Saving Images with the Google App Engine using S3

Note: After several updates, some of this code is obsolete.

In this tutorial I will attempt to show you how to use the Google-App-Engine (GAE) with Amazon's S3. It's not for the faint at heart, so be prepared to get a little dirty.

First of all, why would you want to use Amazon's S3 with the GAE? My reasoning is to prevent myself from storing images to BigTable (as you're prevented from writing to the file system) and circumvent Google's 1mg file size limit. If you haven't tried to provide a way to upload images in your GAE app, I suggest you follow this tutorial. I can't say that I'm a fan.

In order to complete this tutorial, you'll need:

Getting Started with S3
You'll obviously need to get a S3 account in order to upload files to this service. It's fairly simple and all you need is an Amazon account. I'll assume that you can figure this out on your own.

Before attempting to integrate S3 with GAE, play around with the service first. Be sure to download the FireFox extension S3 FireFox Organizer.
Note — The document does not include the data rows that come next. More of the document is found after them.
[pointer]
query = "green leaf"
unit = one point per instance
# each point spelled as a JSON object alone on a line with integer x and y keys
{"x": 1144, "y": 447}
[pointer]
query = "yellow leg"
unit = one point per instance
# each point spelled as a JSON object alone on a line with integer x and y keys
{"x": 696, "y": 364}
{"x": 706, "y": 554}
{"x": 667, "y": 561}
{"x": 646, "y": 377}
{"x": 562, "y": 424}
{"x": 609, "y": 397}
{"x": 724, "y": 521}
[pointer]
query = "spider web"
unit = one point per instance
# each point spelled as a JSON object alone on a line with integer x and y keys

You can find your credentials for accessing S3 account within your Amazon Web Services Developer account (account information > access identifiers).

Keep track of those first two identifiers: Your Access Key ID, and Your Secret Key. You'll need these to connect to S3 later on using Boto.
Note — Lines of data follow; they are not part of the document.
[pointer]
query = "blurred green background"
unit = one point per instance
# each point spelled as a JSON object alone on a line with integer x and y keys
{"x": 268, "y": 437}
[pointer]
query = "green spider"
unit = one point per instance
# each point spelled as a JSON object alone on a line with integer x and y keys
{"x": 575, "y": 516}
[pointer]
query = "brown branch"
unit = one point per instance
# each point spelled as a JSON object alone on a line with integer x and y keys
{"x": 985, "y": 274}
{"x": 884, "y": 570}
Create a bucket, using S3 FireFox Organizer, and give it a universally unique name. A bucket is a lot like a domain-name. There's a high likely hood that you can not create a bucket named "test" but you may be able to name one "donnie123." Through out the rest of this tutorial, we'll use the bucket name of "donnie123" but you will have to create your own bucket with your own special and unique name.

The App-Engine-Patch
In order to use Boto, you may be able to patch it to use Google's urlfetch rather than python's httplib. However, since I'm already using the App-Engine-Patch, I already have access to a patched version of httplib that will work with the GAE.
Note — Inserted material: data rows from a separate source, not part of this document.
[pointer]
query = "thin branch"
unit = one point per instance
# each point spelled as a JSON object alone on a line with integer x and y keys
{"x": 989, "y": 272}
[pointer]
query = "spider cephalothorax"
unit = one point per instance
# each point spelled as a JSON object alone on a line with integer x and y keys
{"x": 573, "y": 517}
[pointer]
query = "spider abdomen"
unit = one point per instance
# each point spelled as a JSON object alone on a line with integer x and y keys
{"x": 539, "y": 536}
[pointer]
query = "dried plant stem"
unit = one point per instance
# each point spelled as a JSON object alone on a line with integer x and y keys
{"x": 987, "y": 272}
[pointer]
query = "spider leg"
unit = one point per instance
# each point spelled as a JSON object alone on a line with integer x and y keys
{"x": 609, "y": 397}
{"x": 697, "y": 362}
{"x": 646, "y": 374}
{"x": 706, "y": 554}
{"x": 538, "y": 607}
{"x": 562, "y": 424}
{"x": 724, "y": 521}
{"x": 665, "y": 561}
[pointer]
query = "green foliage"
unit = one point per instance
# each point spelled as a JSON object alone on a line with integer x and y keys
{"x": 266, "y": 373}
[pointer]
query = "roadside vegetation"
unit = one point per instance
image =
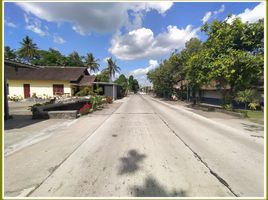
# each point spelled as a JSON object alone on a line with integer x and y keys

Download the App-Engine-Patch and try running the sample. We'll build off the sample to connect to S3 using Boto.

I won't do anything tricky here and I'll simply drop the "app-engine-patch-sample" in my "google_appengine" folder. You can run it with your regular GAE command, mine is "python25 app-engine-patch-sample/"

Make sure that everything works for you by hitting the url "http://localhost:8080". You should be able to perform crud actions on people objects.

Hacking the App-Engine and Patch
At the time of my writing of this tutorial, you will have to make a few small adjustments.

In %GAE_DIR%/google/appengine/api/
Comment out the logging.debug statement
logging.debug('Making HTTP request: host = %s, '
'url = %s, payload = %s, headers = %s',
host, url, payload, adjusted_headers)

Then in %GAE_DIR%/app-engine-patch-sample/common/appenginepatcher/lib/
Comment out the logging.debug statement again and give it a pass (within def getresponse)
# 'Calling urlfetch.fetch(url=%r, body=%r, method=%r, '
# 'headers=%r, allow_truncated=%r)'
# % (url, self._body, self._method, headers, self.allow_truncated))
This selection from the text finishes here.